Kidney Transplant | Could Being Awake During Surgery Become the Norm?

(Washington) “I saw it all”: At 74, Harry Stackhouse watched as doctors transplanted a new kidney into his body. A painless experience that allowed him to talk with surgeons, see his new organ and watch the medical team stitch it back together.


Mr. Stackhouse underwent surgery on July 15 in the Chicago area at the American establishment Northwestern Medicine, which is seeking to generalize these transplants performed without general anesthesia.

Completed in just over an hour, the operation was the second of its kind for Satish Nadig, director of the Chicago-based Comprehensive Transplant Center. He has since performed a third.

“We are now at an inflection point for transplantation,” Nadig told AFP.

Although medical literature has reported for several decades and in different countries a few kidney transplants performed on awake patients using the same technique as a cesarean section, this practice has never been fully adopted.

“It is time to question the paradigms to which we have historically attached ourselves,” argues Mr. Nadig, as this year marks the 70the anniversary of the first successful human kidney transplant from a living donor.

General anesthesia typically requires intubation, which can damage the vocal cords, disrupt bowel movements, and create persistent “brain fog,” especially in older patients. It can also pose a risk of more serious, but rare, heart or lung complications for some people.

“It was incredible”

A father of six, Stackhouse first experienced flu-like symptoms in late 2019. They got so bad that he could barely walk.
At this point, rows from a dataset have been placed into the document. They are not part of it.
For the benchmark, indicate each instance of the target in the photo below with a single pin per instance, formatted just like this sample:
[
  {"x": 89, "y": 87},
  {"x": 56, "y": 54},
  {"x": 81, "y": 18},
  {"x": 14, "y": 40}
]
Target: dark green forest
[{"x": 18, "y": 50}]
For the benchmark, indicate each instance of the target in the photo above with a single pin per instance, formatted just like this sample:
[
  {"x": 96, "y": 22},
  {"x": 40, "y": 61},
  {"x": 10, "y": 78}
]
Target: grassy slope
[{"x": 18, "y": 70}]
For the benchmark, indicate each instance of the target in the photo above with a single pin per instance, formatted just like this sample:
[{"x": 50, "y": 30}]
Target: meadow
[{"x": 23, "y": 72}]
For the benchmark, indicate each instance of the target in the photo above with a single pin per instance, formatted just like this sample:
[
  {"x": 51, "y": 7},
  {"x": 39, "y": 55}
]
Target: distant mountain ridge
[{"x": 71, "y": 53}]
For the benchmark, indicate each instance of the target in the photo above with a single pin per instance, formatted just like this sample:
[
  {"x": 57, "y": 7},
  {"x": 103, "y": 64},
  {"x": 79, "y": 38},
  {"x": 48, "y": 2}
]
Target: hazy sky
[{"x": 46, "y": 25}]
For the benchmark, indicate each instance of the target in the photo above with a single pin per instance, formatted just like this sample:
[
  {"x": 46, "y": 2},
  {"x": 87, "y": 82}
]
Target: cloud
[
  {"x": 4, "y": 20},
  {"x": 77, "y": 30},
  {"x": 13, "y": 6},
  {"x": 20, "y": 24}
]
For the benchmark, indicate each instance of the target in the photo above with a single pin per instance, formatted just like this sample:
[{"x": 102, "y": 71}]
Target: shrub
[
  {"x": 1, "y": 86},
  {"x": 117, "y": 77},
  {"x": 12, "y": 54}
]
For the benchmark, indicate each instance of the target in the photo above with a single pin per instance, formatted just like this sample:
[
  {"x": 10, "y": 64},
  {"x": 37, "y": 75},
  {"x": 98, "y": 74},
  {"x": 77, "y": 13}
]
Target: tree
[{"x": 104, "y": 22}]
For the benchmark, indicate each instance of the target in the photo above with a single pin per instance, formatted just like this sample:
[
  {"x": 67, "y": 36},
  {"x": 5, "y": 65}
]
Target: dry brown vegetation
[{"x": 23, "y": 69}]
A few months later, the painter and decorator found himself in the emergency room, where he learned that in addition to having COVID-19, one of his kidneys was failing and the other was functioning at only 2%.
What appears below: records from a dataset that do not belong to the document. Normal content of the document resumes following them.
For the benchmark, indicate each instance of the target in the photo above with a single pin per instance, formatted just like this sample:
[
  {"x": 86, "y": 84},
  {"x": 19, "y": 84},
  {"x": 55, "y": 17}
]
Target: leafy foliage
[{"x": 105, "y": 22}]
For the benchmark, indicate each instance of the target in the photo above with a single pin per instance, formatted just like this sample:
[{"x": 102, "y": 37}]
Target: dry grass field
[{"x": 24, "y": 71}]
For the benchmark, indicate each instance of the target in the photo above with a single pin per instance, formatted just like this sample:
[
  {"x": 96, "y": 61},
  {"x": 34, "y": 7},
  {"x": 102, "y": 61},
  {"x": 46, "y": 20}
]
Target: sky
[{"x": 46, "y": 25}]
He is forced to undergo dialysis three times a week, but his condition worsens and his daughter Trewaunda urges him to consider a transplant and offers to test her as a match to see if she can become his donor. Initially reluctant, Mr Stackhouse eventually agrees.

His meeting with Professor Nadig and the discovery of the program for surgery without general anesthesia, the “AWAKE Kidney Program”, made his decision.

“Believe it or not, I didn’t feel a thing – it was incredible,” Stackhouse told AFP. He chatted with the medical team during the operation and when they offered him a chance to see the kidney that was to be transplanted, he accepted without hesitation. “I didn’t think a kidney was that big!”

Given his age, Mr Stackhouse was able to go home 36 hours after the operation. Professor Nadig’s first patient, operated on in May, was discharged after 24 hours, well short of the average five to seven days for an operation under general anaesthetic.

” A gift ”

Satish Nadig attributes this success to scientific advances such as the ability to target anesthesia to the abdomen or spine.

Avoiding opioids and encouraging patients to eat promptly after surgery had already reduced average patient stays.

Mr Stackhouse has made a good recovery since the operation, walking, mowing the lawn and preparing his boat for a future fishing trip. He has recovered even faster than his 45-year-old daughter, Trewaunda, who underwent a general anaesthetic.

PHOTO NORTHWESTERN MEDICINE, ARCHIVES, PROVIDED BY AGENCE FRANCE-PRESSE

Mr Stackhouse (centre) has made a good recovery after the operation, walking, mowing the lawn and preparing his boat for a future fishing trip. He has recovered even more quickly than his 45-year-old daughter, Trewaunda (right), who underwent a general anaesthetic.

“It’s just a gift you can give to someone […] “You give him back his quality of life,” the teacher explained to AFP.

Christopher Sonnenday, director of the Transplant Center at the University of Michigan Medical School, praised the “important innovation” achieved by the Northwestern Medicine team.

“Reducing the use of general anesthesia has been shown to be effective in speeding recovery [des patients] in all disciplines of surgery,” he adds.

But practice will determine how widespread the procedure can be in kidney transplants, he says, and how it can be offered to patients who are obese or have heart disease, who are at greater risk of complications from general anesthesia.